Equilibrium Crane: Solve M1 & θ, α for T, H, V

[shadowice]

Homework Statement

The system in the Figure is in equilibrium. A mass M1 = 230.0 kg hangs from the end of a uniform strut which is held at an angle θ = 48.0° with respect to the horizontal. The cable supporting the strut is at angle α = 29.7° with respect to the horizontal. The strut has a mass of 54.0 kg.

A. Find the magnitude of the tension T in the cable.

B. Find the magnitude of the horizontal component of the force exerted on the strut by the hinge?

C. Find the magnitude of the vertical component of the force exerted on the strut by the hinge?

My visual of how i set it up (sorry is messy did in paint)

Homework Equations

\sumFx = 0
\sumFy = 0
H-T = 0
V- Ws - W = 0
(I called point A the bottom left forgot to label sorry)
\sumTA = T_tT -X_sW_s-X_wW =0
cos phi = X_s/.5L
X_s = L/2 cos phi
X_w = L cos phi
X_t = L sin phi

The Attempt at a Solution

i got all these equations but I am not really sure how to apply this since we have only done vertical and horizontal struts nothing with 2 different angles.

 

[LowlyPion]

Homework Statement

The system in the Figure is in equilibrium. A mass M1 = 230.0 kg hangs from the end of a uniform strut which is held at an angle θ = 48.0° with respect to the horizontal. The cable supporting the strut is at angle α = 29.7° with respect to the horizontal. The strut has a mass of 54.0 kg.

A. Find the magnitude of the tension T in the cable.

B. Find the magnitude of the horizontal component of the force exerted on the strut by the hinge?

C. Find the magnitude of the vertical component of the force exerted on the strut by the hinge?

My visual of how i set it up (sorry is messy did in paint)

Homework Equations

\sumFx = 0
\sumFy = 0
H-T = 0
V- Ws - W = 0
(I called point A the bottom left forgot to label sorry)
\sumTA = T_tT -X_sW_s-X_wW =0
cos phi = X_s/.5L
X_s = L/2 cos phi
X_w = L cos phi
X_t = L sin phi

The Attempt at a Solution

i got all these equations but I am not really sure how to apply this since we have only done vertical and horizontal struts nothing with 2 different angles.

Basically you are interested in the ∑ T = 0. Once you determine the component of T that is keeping the thing up, the rest is easy.

From your drawing then, you see that you have 3 forces.

a) the weight of the strut acting through the CoM
b) the weight of the box at the end
c) the horizontal component of Tension acting to balance these.

Having different angles is no problem then really because in each case you are interested only in the moment arm that is the projection of each of these forces through either the vertical or horizontal. You've done almost all the work OK.

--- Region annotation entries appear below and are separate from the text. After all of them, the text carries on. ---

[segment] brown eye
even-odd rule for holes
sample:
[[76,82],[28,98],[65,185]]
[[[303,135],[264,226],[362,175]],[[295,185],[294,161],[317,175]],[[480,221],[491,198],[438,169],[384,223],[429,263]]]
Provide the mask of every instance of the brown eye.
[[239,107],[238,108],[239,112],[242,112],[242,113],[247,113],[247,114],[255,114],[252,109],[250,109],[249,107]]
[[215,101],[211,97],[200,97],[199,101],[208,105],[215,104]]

You applied θ (in this case cosθ) to the vertical forces and φ to the Tension (sinφ that determines the horizontal component of T to sinθ*L the height it is applied). It looks like you have all the pieces already, so just write your equation

T*sinφ*(sinθ*L) = M_strut*g*cosθ *(L/2) + M₁*g*cosθ*L

Where L is the length of the strut, that you are not given ... but which simply cancels out right?